И легонько щелкнет Ипатова по носу…
Вот с этого и завертелось у них — с игривого щелчка наманикюренным пальчиком по носу. В нем было, если подумать, все: и прошлое, и настоящее, и будущее их отношений. Как говорится, началось с щелчка по носу и кончилось щелчком. Только щелчки были разной силы…
«О темпора! О морес!» — думал уже пятидесятивосьмилетний Ипатов, аккуратно возносимый эскалатором к Финляндскому вокзалу. Навстречу ему так же аккуратно спускалась к электричкам метро нескончаемая человеческая лента. Привыкший постоянно держать перед носом книгу или газету, на этот раз Ипатов, обе руки которого были заняты продовольственными сумками (теща приболела, а жена — пятый день в командировке), глубокомысленно созерцал людей. В первую очередь он обращал внимание на молодые пары. Каждая из них вела себя так, как будто, кроме нее, никого вокруг не было. Юноши и девушки на глазах у всех обнимались, целовались, прижимались друг к другу. Взгляды, которыми они обменивались, были настолько красноречивы, что Ипатов всякий раз стыдливо опускал глаза. Но особенно забавным, а иногда и трогательным было то, что нередко на молодых равнялись и люди солидного возраста. Это была какая-то повальная демонстративная обнаженность чувств, которая уже почти никого не удивляла — к чему только не привыкает человек? Привык к этому и Ипатов. Но бывали моменты, когда он, словно пробудившись ото сна, удивленно смотрел на эту вызывающую любовную карусель и не верил своим глазам. Он вспоминал, каким был в то далекое время, свою робость, свою застенчивость, свою нерешительность — он не осмеливался лишний раз дотронуться до ее руки, боялся обидеть, нарваться на насмешку. Даже когда она так нежно, так шаловливо щелкнула его по носу, давая этим понять, что следующий ход — его, у него хватило духу лишь прижаться щекой к ее руке. В ту минуту на кухне никого не было, и он успел бы и обнять, и поцеловать, и схлопотать по роже, если бы это не пришлось ей по вкусу. Но он этого не сделал. Она не отняла руку от его щеки, и он уже не помнил себя от счастья. Господи, как мало ему тогда было надо! Расскажи этим славным юношам и девушкам о его тогдашнем ликовании, они бы себе животики надорвали. И понять их тоже можно. Каждое поколение живет по своим законам. И ничего тут не поделаешь…

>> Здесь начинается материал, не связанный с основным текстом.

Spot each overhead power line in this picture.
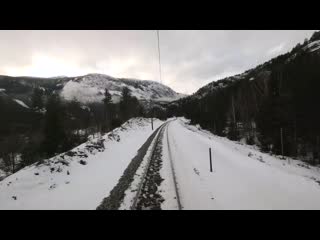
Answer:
[157,30,162,83]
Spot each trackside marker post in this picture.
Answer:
[209,148,212,172]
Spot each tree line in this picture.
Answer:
[0,87,148,173]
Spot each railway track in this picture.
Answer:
[131,121,182,210]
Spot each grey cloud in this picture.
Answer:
[0,30,314,93]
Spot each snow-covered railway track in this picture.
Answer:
[131,121,182,210]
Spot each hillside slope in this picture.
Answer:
[169,32,320,162]
[0,118,162,209]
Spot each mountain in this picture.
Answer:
[172,32,320,161]
[61,74,184,103]
[0,74,185,109]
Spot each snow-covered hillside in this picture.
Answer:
[0,118,162,209]
[61,74,184,103]
[159,119,320,210]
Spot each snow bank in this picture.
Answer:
[161,119,320,209]
[0,118,162,209]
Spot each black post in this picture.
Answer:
[209,148,212,172]
[151,116,153,130]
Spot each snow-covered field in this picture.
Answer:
[160,119,320,209]
[0,118,163,209]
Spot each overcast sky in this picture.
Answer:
[0,30,314,94]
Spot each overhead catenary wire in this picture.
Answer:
[157,30,162,83]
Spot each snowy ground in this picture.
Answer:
[161,119,320,209]
[0,118,163,209]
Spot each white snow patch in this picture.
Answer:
[0,118,163,209]
[160,119,320,209]
[13,99,29,108]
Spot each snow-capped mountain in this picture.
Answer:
[61,74,184,103]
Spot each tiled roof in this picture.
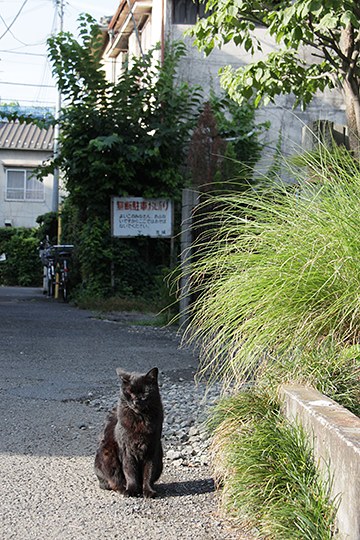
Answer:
[0,122,54,151]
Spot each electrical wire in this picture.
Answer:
[0,0,28,40]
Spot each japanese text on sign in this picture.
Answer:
[111,197,172,238]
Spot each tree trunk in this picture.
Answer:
[341,24,360,159]
[343,81,360,158]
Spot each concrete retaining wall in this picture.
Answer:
[281,386,360,540]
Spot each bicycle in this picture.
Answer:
[40,237,74,302]
[54,244,74,302]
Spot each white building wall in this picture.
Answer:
[0,150,53,227]
[100,0,346,174]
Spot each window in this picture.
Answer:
[6,169,44,201]
[173,0,205,24]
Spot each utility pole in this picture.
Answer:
[52,0,64,212]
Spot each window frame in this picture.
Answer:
[172,0,206,26]
[5,167,45,203]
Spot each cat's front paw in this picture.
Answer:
[144,487,157,499]
[123,487,141,497]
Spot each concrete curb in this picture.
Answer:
[280,385,360,540]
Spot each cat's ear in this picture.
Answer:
[146,368,159,382]
[116,368,130,383]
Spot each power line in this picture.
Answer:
[0,81,56,88]
[0,0,28,39]
[0,49,47,58]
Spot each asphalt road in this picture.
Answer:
[0,287,245,540]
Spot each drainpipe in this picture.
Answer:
[161,0,165,65]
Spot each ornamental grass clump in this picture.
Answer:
[186,143,360,412]
[211,390,336,540]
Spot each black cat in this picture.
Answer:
[95,368,164,497]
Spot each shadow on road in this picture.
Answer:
[156,478,215,499]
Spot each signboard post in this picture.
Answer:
[111,197,173,238]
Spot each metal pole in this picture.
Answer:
[52,0,64,212]
[52,0,64,299]
[127,0,144,59]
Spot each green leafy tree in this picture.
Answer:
[44,15,200,294]
[191,0,360,153]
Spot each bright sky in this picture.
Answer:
[0,0,119,106]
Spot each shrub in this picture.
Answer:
[0,227,42,287]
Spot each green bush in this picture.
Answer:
[0,227,42,287]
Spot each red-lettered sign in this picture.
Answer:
[111,197,173,238]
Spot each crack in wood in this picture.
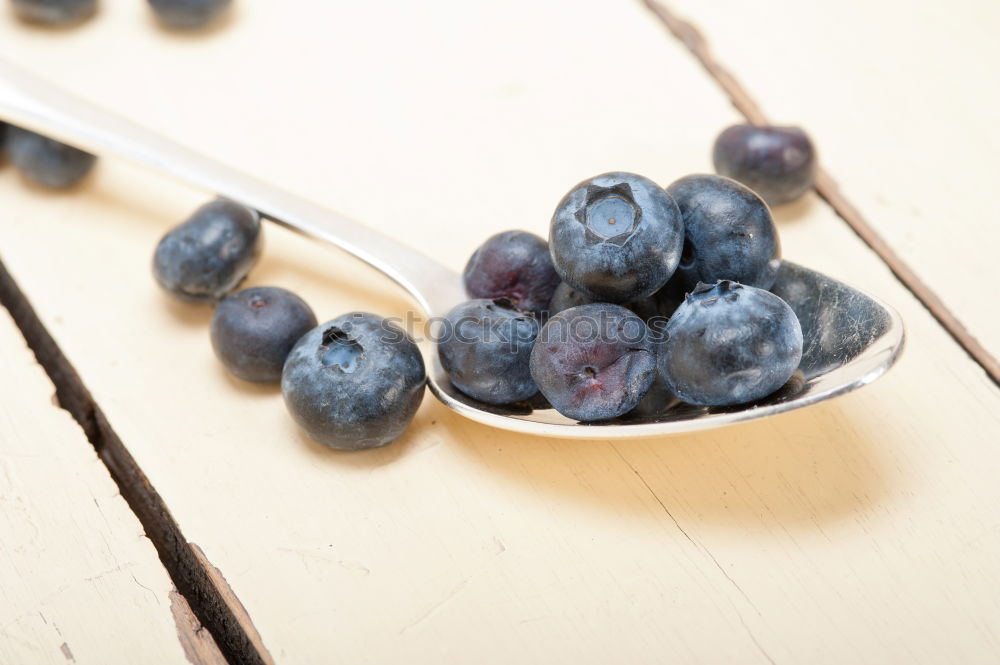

Ипатов закрыл глаза. А мимо по-прежнему тянулась непрерывная человеческая лента, и, наверно, по-прежнему молодые люди на виду у всех обнимались, прижимались, целовались. И надо быть полным кретином, чтобы принять это за упадок нравов. Имеющий уши да слышит: «Смотрите на нас, если вам так хочется. Нам же, откровенно говоря, наплевать на то, что вы подумаете, что скажете. Хоть в этом последнем, что не подвластно вам, позвольте нам поступать так, как считаем нужным. Не согласны с нами? Ну что ж, тем хуже для вас…»
Расходиться гости начали довольно поздно — около двух часов ночи. Последними ушли Ипатов и Валька, который не хотел отпускать приятеля одного. Перед уходом они украдкой дербалызнули еще по полстакана водки, и их все время сносило с тротуара на мостовую, прибивало к фасадам домов, сшибало в какие-то канавы. Городской транспорт уже не ходил, и поэтому им ничего не оставалось, как добираться домой пешедралом. Жил Ипатов в конце Старо-Невского, неподалеку от Александро-Невской лавры. Валькин же дом находился на Марата, что было тоже далеко, но все-таки гораздо ближе. И когда Валька пригласил Ипатова заночевать у него («Отец в Праге, дома одна нянька»), тот не заставил себя долго упрашивать. Правда, мелькнула мысль, что можно было бы пойти к бабушке. Всего несколько минут ходу, и он бы оказался в тепле, под родной крышей, а еще через несколько минут дрых бы без задних ног. Но предстать перед бабушкой в таком виде — это надолго лишить ее душевного покоя. Она бы подняла такой тарарам, нет, не при нем, а потом, с дрожью в голосе обзванивая всех родных: «Это что-то ужасное! Костя явился ко мне в совершенно непотребном виде. Он спивается!» Да и будить ее не хочется. Она всегда с таким трудом засыпает, по вечерам ее мучают сильные головные боли, от которых она спасается теплом — закутывает голову дюжиной шарфов и полотенец. И так, сидя в глубоком кресле, согревшись, засыпает. Будить ее не менее жестоко, чем появиться перед ней «еле можаху», как говорили наши славные предки. Но и топать до дому через весь город в такую гнусную ночную стынь — хуже не придумаешь!